Evan Hepler-Smith, Duke University
"Chemical ciphers: war and peace"
ABSTRACT: This chapter, drawn from my book manuscript of the above title, examines information technologies as infrastructure for chemical research in Germany, the US, and the UK during and after World War 2. Chemistry's print-based information infrastructure (handbooks, abstract journals, indexes, nomenclature schemes) enabled war-oriented chemical research projects of novel scale and scope. These projects, wartime pressures, and (in Germany) Nazi persecutions stressed that vital infrastructure to the breaking point. This ws a problem for academic and industrial chemists who saw German, American, and British reference works as a vital basis for their research. While postwar IT entrepreneurs eager to sell machine methods took a keen interest, this was not about replacing print with electronic information systems.

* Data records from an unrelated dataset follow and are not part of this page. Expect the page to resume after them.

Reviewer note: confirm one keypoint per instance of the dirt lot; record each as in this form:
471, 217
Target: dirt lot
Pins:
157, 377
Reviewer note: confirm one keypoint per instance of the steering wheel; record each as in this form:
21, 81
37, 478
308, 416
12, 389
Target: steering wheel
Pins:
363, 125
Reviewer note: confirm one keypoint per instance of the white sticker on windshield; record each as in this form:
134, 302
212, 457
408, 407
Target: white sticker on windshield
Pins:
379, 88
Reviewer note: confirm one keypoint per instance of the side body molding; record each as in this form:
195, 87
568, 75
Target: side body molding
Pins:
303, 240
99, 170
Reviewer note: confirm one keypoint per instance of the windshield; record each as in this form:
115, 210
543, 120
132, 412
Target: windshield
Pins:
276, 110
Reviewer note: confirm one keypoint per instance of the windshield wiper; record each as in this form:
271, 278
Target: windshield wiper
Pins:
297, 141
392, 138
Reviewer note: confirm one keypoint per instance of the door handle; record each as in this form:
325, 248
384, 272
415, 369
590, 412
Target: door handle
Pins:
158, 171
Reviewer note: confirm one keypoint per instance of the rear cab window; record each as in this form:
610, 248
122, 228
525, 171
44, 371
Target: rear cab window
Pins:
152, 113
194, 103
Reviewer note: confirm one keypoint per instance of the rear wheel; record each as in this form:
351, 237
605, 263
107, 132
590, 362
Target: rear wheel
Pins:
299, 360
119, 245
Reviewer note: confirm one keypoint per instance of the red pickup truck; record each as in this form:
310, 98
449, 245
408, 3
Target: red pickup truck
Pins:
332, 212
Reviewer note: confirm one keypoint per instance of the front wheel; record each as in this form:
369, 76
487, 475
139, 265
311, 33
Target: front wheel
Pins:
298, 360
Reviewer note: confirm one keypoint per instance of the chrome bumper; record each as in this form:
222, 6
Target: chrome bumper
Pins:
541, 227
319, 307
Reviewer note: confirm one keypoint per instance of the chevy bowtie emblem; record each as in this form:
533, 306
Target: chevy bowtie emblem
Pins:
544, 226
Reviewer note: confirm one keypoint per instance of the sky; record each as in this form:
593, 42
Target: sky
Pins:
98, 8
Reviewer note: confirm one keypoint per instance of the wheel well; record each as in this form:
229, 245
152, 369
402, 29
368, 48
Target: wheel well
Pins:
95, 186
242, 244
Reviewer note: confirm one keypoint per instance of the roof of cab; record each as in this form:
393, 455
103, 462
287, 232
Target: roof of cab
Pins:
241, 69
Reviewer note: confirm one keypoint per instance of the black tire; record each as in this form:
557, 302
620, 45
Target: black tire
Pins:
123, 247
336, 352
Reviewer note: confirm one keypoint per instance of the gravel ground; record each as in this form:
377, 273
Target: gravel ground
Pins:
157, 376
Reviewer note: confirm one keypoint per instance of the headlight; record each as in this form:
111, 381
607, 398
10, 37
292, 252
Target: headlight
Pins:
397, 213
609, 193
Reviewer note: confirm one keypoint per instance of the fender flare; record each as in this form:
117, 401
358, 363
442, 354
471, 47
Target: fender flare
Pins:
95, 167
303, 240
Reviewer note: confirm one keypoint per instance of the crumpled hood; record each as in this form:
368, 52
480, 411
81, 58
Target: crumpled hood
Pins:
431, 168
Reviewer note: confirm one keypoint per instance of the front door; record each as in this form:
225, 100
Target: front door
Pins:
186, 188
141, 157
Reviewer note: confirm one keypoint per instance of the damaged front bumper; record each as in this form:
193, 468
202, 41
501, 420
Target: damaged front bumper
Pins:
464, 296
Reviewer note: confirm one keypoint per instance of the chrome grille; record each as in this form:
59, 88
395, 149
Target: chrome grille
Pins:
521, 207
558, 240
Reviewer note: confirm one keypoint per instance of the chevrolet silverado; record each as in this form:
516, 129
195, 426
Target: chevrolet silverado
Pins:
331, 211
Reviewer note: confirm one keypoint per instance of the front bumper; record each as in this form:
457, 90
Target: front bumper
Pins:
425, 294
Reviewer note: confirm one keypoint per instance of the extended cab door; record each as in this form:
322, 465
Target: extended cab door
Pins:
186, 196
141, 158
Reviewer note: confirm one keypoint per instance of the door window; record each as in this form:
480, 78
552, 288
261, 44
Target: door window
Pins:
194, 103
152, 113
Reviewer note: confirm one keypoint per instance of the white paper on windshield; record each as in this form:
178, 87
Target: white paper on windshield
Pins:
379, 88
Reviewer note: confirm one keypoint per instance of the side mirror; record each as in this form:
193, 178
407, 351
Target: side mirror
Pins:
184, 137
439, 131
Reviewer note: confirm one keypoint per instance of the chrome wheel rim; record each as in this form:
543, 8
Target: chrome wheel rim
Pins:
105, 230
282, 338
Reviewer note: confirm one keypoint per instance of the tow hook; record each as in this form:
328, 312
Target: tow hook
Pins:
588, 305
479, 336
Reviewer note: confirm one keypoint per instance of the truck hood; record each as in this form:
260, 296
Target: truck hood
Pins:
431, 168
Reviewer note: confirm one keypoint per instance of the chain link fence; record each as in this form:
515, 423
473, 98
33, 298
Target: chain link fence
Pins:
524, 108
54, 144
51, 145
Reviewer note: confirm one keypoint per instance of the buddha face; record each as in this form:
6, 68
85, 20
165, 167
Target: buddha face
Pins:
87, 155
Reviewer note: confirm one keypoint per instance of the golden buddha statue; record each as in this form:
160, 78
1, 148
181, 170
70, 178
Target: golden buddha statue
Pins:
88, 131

Rather, "literature chemists" (a nascent interdisciplinary profession) put machines to work supporting the restoration and rationalization of print compilation, further entrenching print-based conventions for identifying and classifying chemical substances in terms of molecular structure. Building on Bill Rankin's insights regarding the Cold War development-economics context for the emergence of "infrastructure" as a category of economic analysis, this chapter scrutinizes decisions to expend considerable resources in rescuing some of chemistry's canonical printed information resources (and not others). This chapter traces this story through the wartime crash searches for antimalarials, herbicides, insecticies, and nerve gases, and the postwar consolidation of these projects through the articulation of a category of "biologically-active chemical substances." I would also be interested in feedback on the way I am approaching information history in this project as a whole.